From a85f11e1791df4cc7abf6ca26e4d6e19fa015c64 Mon Sep 17 00:00:00 2001
From: Eric Huss <eric@huss.org>
Date: Sat, 20 Dec 2025 12:03:40 -0800
Subject: [PATCH] Clarify UNICODE_ESCAPE valid token value

This clarifies the UNICODE_ESCAPE rule that the hex value must be a
valid Unicode scalar value. This resolves the problem that a string like
`"\u{ffffff}"` is not a valid token, but the grammar did not reflect
that.

I don't see a practical way to define this with character ranges. The
resulting expression is huge.

Note that this restriction means that the UNICODE_ESCAPE rule will not
match an invalid value, and that all the places where UNICODE_ESCAPE is
used, the preceding character must *not* be `\`, which forces those
rules to fail their match.

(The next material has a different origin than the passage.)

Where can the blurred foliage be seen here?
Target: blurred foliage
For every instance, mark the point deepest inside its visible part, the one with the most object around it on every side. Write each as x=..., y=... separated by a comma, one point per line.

In turn the only rules that contain
UNICODE_ESCAPE have `'` or `"` characters, which won't match any other
rule in the grammar, forcing them to fail the parse.

If all those assumptions seem too fragile, then we can consider adding
the [cut operator](https://github.com/rust-lang/reference/pull/2104)
just after the `\u` so that the interpretation is clear that a failure
to match the part from the opening brace is an immediate parse failure.
---
 src/tokens.md | 6 ++++--
 1 file changed, 4 insertions(+), 2 deletions(-)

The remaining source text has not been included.